A forensic psychiatrist remarked concerning such men as Rader that a serial killer does not just wake up one morningĀ and decides that killing someone would be a good idea but sometimes a 10 to 20-year preface of fantasying in the mind takes place before it moves into reality.
We, as preachers, know well that backsliding does not occur overnight. Long before grievous transgressions become a reality there is the incubation of certain thoughts and then those thoughts migrate into plans and plans transform ultimately into actions.
Many times we are like the biblical shepherd that is able only to recover a few yet undigested parts from the lion’s mouth because we often are able to only deal with the aftermath of destruction–a destruction that began long before the crushing jaws of reality had snapped shut on its prey.
Like others, we often deem recovery after the fact as not only as the mercy of God but also as miraculous, as indeed it should be thusly deemed. But I wonder how often we fail to realize how merciful and miraculous God is to be able to not only penetrate into the preface of a stumbling and strike the needed chords of the human heart and mind and deter or eradicate the seed of destruction before it is birthed?

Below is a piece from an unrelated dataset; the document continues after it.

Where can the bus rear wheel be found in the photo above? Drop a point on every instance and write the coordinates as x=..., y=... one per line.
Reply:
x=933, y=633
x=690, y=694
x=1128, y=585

Someone once wrote, “The saddest words of man or pen are simply these ‘it might have been.'” Please allow me to say that it could also be said that the most merciful words of man or pen are simply these, “It might have been.”
Brethren, we must never underestimate the power of preaching that not only can deal with the aftermath of sin but also its far greater power to deal with the seminal forces of sin. While the former case is evident by sight the latter is known only by the Spirit and sometimes, thanks be to God, never known to any man.